Gubernur Jawa Barat Ridwan Kamil mengumumkan bahwa tiket Kereta Cepat Jakarta-Bandung akan tersedia secara cuma-cuma selama tiga bulan pertama mulai bulan Agustus.
Uji coba terbatas KCJB dijadwalkan akan dimulai pada tanggal 18 Agustus 2023. Pada saat itu, masyarakat akan diberi kesempatan untuk mencoba kereta cepat ini dari Stasiun Halim, Jakarta, hingga Stasiun Padalarang, Bandung.
“Gratis selama 3 bulan pertama untuk masyarakat yang ingin mencoba Kereta Api Cepat Jakarta Bandung. Dari 18 Agustus sampai Oktober,” kata Kang Emil dalam keterangan di akun Instagram-nya, Senin (26/6).

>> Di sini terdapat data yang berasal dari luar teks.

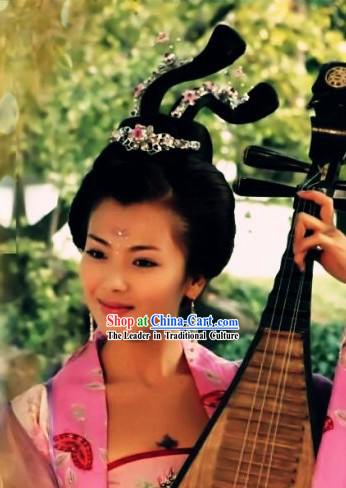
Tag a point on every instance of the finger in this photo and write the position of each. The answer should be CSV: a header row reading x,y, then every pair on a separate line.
x,y
306,222
311,242
325,202
299,259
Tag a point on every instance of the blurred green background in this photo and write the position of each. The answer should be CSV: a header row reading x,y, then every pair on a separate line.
x,y
68,70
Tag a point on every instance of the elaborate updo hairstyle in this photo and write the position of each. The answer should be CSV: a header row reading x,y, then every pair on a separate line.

Menurut Kang Emil, sapaan akrab Ridwan Kamil, Menteri Koordinator Bidang Kemaritiman dan Investasi Luhut Binsar Pandjaitan telah menyetujui gagasan ini ketika sedang menguji kecepatan kereta cepat tersebut.
350 Km/Jam
Pada uji coba yang dilakukan beberapa hari yang lalu, Kang Emil mengungkapkan bahwa kecepatan maksimal yang berhasil dicapai oleh Kereta Cepat Jakarta-Bandung mencapai 354 km/jam.
Yang menarik, waktu tempuh dari Stasiun Halim, Jakarta, ke Stasiun Padalarang, Bandung, hanya memakan waktu 20 menit saja.
“Doakan proses pengujian berjalan lancar dan akhirnya kita dapat menggunakan kemajuan infrastruktur transportasi ini bersama-sama,” ujar Kang Emil.
Diharapkan bahwa hadirnya Kereta Cepat Jakarta-Bandung akan mampu menarik minat wisatawan baik dari dalam maupun luar negeri sebagai salah satu segmen penumpangnya.
Kecepatan dan kenyamanan yang ditawarkan oleh KCJB menjadi nilai tambah bagi wisatawan yang ingin bepergian dengan aman, cepat, dan nyaman.
Dalam waktu tempuh hanya 30-40 menit, masyarakat dapat pergi dari Jakarta ke Bandung dan sebaliknya menggunakan KCJB.
Baca juga: Saat Ahli Vaksin Covid-19 Asal RI Bertemu Menkeu Sri Mulyani di London
Hal ini berarti penumpang dapat menghemat waktu untuk berlibur, mengunjungi tempat wisata, dan lain sebagainya. Waktu tempuh yang singkat tentunya menjadi daya tarik tersendiri bagi para wisatawan.
Nantinya, hanya sekitar 600 penumpang yang akan diperbolehkan naik KCJB secara gratis. Pendaftaran akan dilakukan secara online dengan sistem siapa cepat dia dapat.
Selanjutnya, jangkauan kereta cepat akan diperluas hingga Surabaya, Jawa Timur. Namun, saat ini masih dalam proses studi kelayakan.
“Tahap 2 adalah Bandung-Kertajati-Yogya-Solo-Surabaya. Studi kelayakan disepakati untuk segera dilakukan,” ungkap Kang Emil.